Amazon Simple Email Service
Developer Guide

Considering Your Use Case for Amazon SES Email Receiving

Before you set up Amazon SES to receive your mail, you might find it helpful to consider the following questions.

Email Content

How do you want Amazon SES to pass you the email content?

Amazon SES can provide you the email content in two ways: it can store the emails in an Amazon S3 bucket that you specify, or it can send you an Amazon SNS notification that contains a copy of the email. Amazon SES delivers you the raw, unmodified email in Multipurpose Internet Mail Extensions (MIME) format.

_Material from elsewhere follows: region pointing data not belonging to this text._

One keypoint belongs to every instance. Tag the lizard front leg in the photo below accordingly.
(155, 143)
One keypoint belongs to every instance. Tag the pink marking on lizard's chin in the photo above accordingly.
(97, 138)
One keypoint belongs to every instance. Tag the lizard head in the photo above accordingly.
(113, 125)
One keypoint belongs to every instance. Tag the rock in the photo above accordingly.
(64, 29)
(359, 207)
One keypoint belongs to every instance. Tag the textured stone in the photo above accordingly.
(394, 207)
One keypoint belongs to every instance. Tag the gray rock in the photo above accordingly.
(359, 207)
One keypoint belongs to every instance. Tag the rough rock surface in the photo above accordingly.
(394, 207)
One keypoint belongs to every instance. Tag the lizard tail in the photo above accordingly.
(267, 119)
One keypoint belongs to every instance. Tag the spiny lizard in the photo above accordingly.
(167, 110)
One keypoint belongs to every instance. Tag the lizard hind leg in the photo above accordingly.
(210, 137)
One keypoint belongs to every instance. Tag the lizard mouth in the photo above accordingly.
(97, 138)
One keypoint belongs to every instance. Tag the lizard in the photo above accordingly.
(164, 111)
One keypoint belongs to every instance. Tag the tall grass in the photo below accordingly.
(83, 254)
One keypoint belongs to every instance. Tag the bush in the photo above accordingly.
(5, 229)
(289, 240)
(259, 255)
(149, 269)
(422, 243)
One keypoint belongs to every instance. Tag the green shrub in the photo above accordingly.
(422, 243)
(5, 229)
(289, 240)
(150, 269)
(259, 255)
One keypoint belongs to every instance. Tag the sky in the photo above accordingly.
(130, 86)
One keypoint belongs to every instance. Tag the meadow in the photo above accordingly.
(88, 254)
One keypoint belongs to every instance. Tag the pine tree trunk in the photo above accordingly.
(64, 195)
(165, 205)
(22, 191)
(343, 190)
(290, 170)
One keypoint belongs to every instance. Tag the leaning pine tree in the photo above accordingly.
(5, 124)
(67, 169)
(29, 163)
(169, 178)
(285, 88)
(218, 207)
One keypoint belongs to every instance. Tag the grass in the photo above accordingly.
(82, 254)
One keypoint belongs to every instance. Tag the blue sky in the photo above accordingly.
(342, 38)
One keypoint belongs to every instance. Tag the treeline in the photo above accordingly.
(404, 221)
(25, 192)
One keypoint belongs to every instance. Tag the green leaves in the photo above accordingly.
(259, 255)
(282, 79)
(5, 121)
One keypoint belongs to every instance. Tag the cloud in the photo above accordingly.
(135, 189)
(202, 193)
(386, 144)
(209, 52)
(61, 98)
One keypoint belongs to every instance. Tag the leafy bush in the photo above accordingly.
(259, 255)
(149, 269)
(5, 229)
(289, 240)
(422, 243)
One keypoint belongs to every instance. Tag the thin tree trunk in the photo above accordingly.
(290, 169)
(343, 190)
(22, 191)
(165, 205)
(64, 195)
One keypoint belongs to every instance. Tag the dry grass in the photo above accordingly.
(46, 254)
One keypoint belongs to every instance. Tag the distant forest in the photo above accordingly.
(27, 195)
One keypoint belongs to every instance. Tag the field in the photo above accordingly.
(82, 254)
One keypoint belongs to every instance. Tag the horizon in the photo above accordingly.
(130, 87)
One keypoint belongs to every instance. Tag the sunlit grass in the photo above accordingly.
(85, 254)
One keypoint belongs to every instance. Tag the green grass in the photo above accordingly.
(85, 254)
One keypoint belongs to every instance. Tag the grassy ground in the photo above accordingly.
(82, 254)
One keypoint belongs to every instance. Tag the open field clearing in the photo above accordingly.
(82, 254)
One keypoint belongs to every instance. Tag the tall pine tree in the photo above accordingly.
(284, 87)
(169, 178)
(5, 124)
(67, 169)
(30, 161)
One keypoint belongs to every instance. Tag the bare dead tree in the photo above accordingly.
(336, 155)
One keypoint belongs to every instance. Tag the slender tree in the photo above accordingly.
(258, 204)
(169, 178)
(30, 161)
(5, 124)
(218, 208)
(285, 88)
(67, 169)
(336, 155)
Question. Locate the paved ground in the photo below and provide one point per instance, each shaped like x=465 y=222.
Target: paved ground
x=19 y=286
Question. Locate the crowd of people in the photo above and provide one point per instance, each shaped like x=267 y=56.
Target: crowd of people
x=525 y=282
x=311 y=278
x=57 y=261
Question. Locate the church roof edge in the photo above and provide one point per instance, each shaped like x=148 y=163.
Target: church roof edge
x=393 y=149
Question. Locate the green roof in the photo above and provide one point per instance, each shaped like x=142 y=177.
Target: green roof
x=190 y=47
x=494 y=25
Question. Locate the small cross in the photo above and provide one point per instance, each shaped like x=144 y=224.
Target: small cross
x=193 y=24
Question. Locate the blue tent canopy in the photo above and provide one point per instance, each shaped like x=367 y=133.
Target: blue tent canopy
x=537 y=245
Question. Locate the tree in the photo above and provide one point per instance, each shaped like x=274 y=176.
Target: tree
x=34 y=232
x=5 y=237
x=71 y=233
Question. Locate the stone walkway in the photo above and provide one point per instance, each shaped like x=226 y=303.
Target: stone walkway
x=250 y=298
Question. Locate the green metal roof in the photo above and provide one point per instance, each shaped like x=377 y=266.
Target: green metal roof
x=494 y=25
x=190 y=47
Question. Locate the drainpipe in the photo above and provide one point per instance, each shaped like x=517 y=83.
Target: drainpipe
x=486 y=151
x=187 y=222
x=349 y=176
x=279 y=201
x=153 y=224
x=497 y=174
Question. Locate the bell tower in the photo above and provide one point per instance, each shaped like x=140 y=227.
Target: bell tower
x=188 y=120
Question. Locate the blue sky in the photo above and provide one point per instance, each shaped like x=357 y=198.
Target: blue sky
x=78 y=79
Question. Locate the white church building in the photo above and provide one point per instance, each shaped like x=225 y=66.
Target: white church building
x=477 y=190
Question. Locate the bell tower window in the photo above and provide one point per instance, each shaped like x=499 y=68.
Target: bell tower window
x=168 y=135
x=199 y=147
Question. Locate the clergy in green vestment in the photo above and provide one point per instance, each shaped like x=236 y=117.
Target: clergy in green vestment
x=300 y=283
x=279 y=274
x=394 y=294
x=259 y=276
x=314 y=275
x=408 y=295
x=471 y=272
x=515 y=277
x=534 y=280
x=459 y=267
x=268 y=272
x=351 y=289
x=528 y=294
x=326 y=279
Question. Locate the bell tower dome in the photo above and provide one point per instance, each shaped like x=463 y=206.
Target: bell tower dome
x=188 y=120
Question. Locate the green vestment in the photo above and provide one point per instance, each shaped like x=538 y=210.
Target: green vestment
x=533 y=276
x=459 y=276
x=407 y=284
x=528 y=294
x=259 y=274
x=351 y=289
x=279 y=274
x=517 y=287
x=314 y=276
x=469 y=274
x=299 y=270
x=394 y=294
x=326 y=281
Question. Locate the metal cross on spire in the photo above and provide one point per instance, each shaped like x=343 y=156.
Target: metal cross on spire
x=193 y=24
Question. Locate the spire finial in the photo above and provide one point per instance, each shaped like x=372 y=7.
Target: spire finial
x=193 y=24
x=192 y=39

For more information about MIME format, see RFC 2045.

How large of a limit on email size do you need?

If you choose to store emails in an Amazon S3 bucket, the maximum email size (including headers) is 30 MB. If you choose to receive your emails through Amazon SNS notifications, the maximum email size (including headers) is 150 KB.

How do you want to trigger the processing of your mail?

After your mail is delivered, you will want to process it with your own code. For example, your application might convert the base 64-encoded email into a displayable format and then make it available to an end user through an email client. There are a couple of ways you can start the process:

  • If your emails are delivered to Amazon S3, your application can listen for Amazon SNS notifications generated by S3 actions, extract the message ID of the email from the notifications, and then use the message ID to retrieve the email from Amazon S3.

    Alternatively, you can incorporate email processing into your receipt rules by writing a Lambda function. In this case, your receipt rule should first write the email to Amazon S3, and then trigger the Lambda function. Lambda actions can be executed synchronously or asynchronously from within your receipt rules, depending on whether the Lambda function needs to return a result that influences how other actions are executed. We recommend that you use asynchronous execution unless synchronous is absolutely necessary for your use case. For more information about AWS Lambda, see the AWS Lambda Developer Guide.

  • If your emails are delivered through an Amazon SNS notification by using the SNS action, your application can listen for Amazon SNS notifications, and then extract the email messages from the notifications.

Do you want the emails to be encrypted?

Amazon SES integrates with AWS Key Management Service (AWS KMS) to optionally encrypt the mail it writes to your Amazon S3 bucket. Amazon SES uses client-side encryption to encrypt your mail before writing it to Amazon S3. This means that you must decrypt the content on your side after retrieving the mail from Amazon S3. The AWS SDK for Java and AWS SDK for Ruby provide a client that can handle the decryption for you. Amazon SES can encrypt the emails for you only if you choose for your emails to be delivered to an Amazon S3 bucket.

Unwanted Mail

At what point in the email-receiving process do you want to reject unwanted mail?

When a sender tries to send an email to a recipient, the sender's email server exchanges a sequence of commands with the recipient's server. This sequence is called the SMTP conversation.

You can reject incoming email at two points in the email receiving process: during the SMTP conversation, and after the SMTP conversation. You use IP address filters to reject messages during the SMTP conversation, and receipt rules to reject emails after the SMTP conversation.

You can use IP address filters to reject email that originates from specific IP addresses. The benefit of using IP address filters to reject unwanted mail is that we don't charge you for messages that are rejected during the SMTP conversation. The drawback to using IP address filters is that they reject email from the IP addresses you specify without performing any analysis on the actual content of the messages. For more information about IP address filters, see Creating IP Address Filters for Amazon SES Email Receiving.

You can use receipt rules to send a bounce notification to the sender of an email based on the address (or domain, or subdomain) that the message was sent to. The benefit of using receipt rules is that you can perform additional analysis on incoming messages before you send a bounce notification to the sender. For example, you can use AWS Lambda to send bounce notifications only when messages fail DKIM authentication or are identified as spam. The drawback to using receipt rules is that, because receipt rules are processed after the SMTP conversation, we bill you for each message that you receive. You might also be charged if you use Lambda to analyze the content of incoming messages. For more information about receipt rules, see Creating Receipt Rules for Amazon SES Email Receiving. For more information about using Lambda to analyze incoming email, see Lambda Function Examples.

Using Other AWS Services

Have you set up the appropriate permissions?

If you want your mail to be delivered to an Amazon S3 bucket, published to an Amazon SNS topic you don't own, trigger a Lambda function, or use a custom master AWS KMS key, you need to give Amazon SES permission to access those resources. To give Amazon SES access, you create policies on resources from the consoles or APIs for those AWS services. For more information Giving Permissions.

Mail Streams

How do you want to divide your mail stream?

Your domain most likely receives different classes of mail. For example, some of your domain's mail, such as an email to user@example.com, might be intended for a personal inbox. Other mail, such as an email to unsubscribe@example.com, might be better directed to automated systems instead. You can use receipt rules to divide your incoming mail so that it can be processed differently. For information about how to set up receipt rules, see Creating Receipt Rules.